Picked up Stevens 200 in .223 Today

5.56YoteKiller

New member
My brother picked up a Stevens 200 in 223 at one of our dealers today. $325 out the door. Not too bad, IMO.
I've been reading everything I can find on it and most of the things I read are true.

Stock is a little cheesy, flexes easily. It's free floated as stated. The pull is about an inch too long for me since I don't have gorilla arms.
lol.gif
I do have one question, since the forearm on the stock is so flimsy, where is the best place to attach a bipod?

I put scope bases and medium rings on it while I had it in hand. Don't know which scope he's planing on using. Nothing over 40mm hopefully.

The bolt is slicker than owl snot. Smooth as any high $$ bolt action I've tried. The trigger was really surprising. No creep, broke like glass, and over travel is non-existent.
I'm guessing it's breaking around 4.5-5 lbs. Not as heavy as I imagined it would be.

I ran some solvent and a brush down the bore a few times, then patched it to remove the gunk. Patches finally came out clean. I have a few hundred FMJs, so I'm going to run a hundred or so through it to break it in. Then start working up a load or two with V-Max.

Really, not a bad rifle for the money.
 
I got rid of the stevens stock and found a b/c stock smothed up the trigger a little, and mine shoots like a house afire.... for the money can't beat it
 
i bought that same gun last year.
it is accurate and fun to shoot.
i sanded and camo'd the stock, it looks good now.
shoots even better.
got my first coyote with that gun @ 275-300 yards.
barrell and action=awesome
stock=cheap (but does what it has to)
 
had one andt it shot great. Just replaced it with a cz. It shot great. It loved 52 gr bergers with 25 gr of benchmark. One hole shooter with that combo. The stock should be strong enough for the bipod i used one all the time and it still shot good
 
those Stevens in 223 are the best thing goin for the money. I'll smooth up the triggers and take sand paper to the stock.

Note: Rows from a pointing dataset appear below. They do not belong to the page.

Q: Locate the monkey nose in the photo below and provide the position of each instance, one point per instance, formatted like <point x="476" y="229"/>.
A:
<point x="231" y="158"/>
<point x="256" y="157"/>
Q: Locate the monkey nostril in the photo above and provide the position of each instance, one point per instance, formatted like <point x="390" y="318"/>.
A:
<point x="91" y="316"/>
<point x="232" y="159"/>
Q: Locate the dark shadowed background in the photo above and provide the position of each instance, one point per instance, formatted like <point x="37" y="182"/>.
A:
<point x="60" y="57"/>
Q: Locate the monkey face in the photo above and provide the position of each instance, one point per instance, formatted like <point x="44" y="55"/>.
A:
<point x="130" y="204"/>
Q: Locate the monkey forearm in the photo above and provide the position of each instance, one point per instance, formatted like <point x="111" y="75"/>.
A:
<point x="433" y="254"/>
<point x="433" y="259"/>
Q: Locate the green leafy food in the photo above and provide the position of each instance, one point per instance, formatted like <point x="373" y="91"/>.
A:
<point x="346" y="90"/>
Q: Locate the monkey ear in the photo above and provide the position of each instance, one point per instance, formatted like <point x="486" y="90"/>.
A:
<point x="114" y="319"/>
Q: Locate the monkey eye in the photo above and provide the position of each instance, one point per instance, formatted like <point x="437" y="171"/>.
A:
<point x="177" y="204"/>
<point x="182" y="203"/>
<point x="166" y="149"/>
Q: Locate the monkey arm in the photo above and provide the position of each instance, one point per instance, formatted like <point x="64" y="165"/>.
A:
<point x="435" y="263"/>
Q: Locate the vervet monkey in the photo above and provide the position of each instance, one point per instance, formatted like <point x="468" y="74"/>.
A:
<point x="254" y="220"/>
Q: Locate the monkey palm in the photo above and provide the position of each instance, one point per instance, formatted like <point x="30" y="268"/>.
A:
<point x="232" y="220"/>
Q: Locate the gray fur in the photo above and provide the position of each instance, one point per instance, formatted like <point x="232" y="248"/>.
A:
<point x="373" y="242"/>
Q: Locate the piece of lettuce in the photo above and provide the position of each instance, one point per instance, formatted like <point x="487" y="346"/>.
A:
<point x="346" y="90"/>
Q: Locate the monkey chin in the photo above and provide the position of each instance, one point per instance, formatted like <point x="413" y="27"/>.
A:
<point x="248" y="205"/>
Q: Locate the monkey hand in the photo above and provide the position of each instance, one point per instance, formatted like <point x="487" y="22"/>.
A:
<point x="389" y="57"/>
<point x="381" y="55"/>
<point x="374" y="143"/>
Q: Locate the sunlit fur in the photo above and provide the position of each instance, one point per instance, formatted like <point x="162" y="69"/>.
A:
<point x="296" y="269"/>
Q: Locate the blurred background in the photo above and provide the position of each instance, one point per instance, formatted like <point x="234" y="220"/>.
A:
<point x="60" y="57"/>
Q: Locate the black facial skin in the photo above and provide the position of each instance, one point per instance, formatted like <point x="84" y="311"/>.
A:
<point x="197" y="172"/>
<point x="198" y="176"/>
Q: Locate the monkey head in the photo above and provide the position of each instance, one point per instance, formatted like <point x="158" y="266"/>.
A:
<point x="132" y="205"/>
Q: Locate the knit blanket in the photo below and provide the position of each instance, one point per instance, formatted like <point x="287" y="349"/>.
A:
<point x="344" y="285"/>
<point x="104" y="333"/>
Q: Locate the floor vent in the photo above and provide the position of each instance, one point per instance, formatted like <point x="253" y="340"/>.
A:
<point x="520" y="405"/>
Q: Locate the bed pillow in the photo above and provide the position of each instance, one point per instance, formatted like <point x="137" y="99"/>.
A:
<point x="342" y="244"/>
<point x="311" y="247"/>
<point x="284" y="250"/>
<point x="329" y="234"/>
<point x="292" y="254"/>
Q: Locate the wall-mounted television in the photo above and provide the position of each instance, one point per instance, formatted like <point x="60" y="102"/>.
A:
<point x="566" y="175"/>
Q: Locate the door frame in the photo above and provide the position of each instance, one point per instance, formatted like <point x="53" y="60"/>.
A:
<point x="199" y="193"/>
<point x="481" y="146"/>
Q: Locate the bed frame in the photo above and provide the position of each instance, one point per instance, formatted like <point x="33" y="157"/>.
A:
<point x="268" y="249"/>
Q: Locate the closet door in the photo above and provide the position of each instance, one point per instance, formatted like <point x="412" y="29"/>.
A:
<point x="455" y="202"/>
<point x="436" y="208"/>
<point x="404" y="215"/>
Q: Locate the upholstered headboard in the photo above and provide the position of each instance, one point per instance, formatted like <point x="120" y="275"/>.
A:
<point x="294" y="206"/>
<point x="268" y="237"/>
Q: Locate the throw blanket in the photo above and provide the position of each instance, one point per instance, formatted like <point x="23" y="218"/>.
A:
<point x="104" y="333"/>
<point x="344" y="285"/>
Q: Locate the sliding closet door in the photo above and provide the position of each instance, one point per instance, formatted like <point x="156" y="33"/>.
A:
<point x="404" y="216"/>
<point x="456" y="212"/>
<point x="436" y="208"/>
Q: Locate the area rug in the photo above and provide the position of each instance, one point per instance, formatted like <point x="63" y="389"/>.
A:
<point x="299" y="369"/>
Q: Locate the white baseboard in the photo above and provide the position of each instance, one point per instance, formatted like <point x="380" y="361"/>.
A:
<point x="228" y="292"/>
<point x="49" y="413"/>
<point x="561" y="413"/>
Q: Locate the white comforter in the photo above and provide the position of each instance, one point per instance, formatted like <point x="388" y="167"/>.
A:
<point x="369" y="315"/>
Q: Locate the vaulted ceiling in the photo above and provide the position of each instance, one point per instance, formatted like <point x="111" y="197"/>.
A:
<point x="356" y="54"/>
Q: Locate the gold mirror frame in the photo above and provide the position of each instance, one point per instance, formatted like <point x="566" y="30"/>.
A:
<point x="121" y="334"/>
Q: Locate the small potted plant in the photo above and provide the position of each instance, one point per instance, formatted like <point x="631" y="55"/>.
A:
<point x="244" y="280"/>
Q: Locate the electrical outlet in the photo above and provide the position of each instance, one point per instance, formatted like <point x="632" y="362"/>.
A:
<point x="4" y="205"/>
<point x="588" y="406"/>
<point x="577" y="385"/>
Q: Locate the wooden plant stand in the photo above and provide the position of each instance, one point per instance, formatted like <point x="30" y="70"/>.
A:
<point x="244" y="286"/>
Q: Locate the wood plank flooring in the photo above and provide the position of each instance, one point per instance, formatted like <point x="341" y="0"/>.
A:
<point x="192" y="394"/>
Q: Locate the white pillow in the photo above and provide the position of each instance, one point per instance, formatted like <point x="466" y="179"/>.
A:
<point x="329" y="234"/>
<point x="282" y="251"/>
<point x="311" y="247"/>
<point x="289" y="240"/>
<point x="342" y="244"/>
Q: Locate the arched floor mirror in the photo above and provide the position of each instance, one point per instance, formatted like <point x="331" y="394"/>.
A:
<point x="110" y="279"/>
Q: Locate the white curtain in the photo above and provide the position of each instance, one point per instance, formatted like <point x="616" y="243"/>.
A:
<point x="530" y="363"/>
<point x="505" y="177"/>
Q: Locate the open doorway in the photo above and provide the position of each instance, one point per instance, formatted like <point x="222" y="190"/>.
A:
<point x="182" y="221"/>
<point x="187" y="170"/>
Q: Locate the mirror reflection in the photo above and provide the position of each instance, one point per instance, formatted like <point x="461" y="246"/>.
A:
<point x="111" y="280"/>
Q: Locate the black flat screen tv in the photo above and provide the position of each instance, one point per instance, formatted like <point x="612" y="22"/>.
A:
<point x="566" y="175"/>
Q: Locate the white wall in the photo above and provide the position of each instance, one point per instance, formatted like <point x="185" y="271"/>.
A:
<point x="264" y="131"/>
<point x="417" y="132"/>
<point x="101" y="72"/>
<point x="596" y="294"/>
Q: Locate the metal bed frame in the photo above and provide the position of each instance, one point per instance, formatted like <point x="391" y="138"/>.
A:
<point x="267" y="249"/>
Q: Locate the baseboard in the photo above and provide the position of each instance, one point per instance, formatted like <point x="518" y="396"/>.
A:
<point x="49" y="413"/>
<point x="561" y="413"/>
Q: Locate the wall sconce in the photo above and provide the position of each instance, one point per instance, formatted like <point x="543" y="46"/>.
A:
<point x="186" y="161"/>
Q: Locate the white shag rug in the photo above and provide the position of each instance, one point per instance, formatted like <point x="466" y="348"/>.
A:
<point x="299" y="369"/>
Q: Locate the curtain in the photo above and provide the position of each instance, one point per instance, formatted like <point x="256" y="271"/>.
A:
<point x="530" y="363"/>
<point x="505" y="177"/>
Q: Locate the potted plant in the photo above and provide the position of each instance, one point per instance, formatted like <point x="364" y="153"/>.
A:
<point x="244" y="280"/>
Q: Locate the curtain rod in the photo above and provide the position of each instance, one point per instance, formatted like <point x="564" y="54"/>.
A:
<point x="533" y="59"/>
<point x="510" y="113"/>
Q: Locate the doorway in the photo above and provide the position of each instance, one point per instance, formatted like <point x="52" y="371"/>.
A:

Really Marlin and Mossberg have dropped there shorts in the Varmint hunter area. I'd try that Marlin in 223 IF THEY MADE ONE, sadly they don't even make a 22-250 and they already have a short action with the 308 bolt!

snooze ya loose Marlin!
 
Back the trigger off to just a hair over 3 pounds and try 50 to 55 grain Nosler ballistic tips with benchmark or W748. You can't go wrong with either powder. Mine likes the BT's. I can shoot ground squirrels out to 200 yards with no problems.

RTLOF(TONY)
 
Fore arm of stock.. Get a few carbon arrows, cut sections out of the stock. Drop in the arrows, add some resin... This should stiffen the stock without adding much weight.

Good luck..
 
Originally Posted By: Brasshound Fore arm of stock.. Get a few carbon arrows, cut sections out of the stock. Drop in the arrows, add some resin... This should stiffen the stock without adding much weight.

Good luck..


I saw a couple sites that showed this being done w/pics.
I'll see if I can find it again.

Another thing, I think I've read that replacement barrels are drop-ins.
If so, where can a person find a barrel tool, and what is involved???. Head space gauges are a given.
 
I had the model 200 in .22-50 and it was a great shooter, sold it to a friend and bought the model 10 pc in .223, my new carbine will out shoot his stevens "most" days but it don't shoot $300.00 dollars better. His stevens does for $349.00 what my Savage 10 pc does for $665.00 kills coyotes only his does it minus a couple pounds. The stevens still has a caldwell bipod the one like the harris and I had zero problems with it on the stevens stock and when on the bench shot off it all the time, and with hornady v-max bullets it would shoot a 1/2 inch when I shot good, my model 10 pc will shoot less but again for the money not that much better.....long live the stevens
 
[/quote=5.56YoteKiller]

Another thing, I think I've read that replacement barrels are drop-ins.
If so, where can a person find a barrel tool, and what is involved???. Head space gauges are a given. [/quote]

You will need a Savage nut wrench and an action wrench. Some will say that you can use a barrel vise instead of an action wrench. That is right if the barrel has been off before. A factory barrel is a B to get off the first time and it will require an action wrench.

Everything that you need is availible at Midway.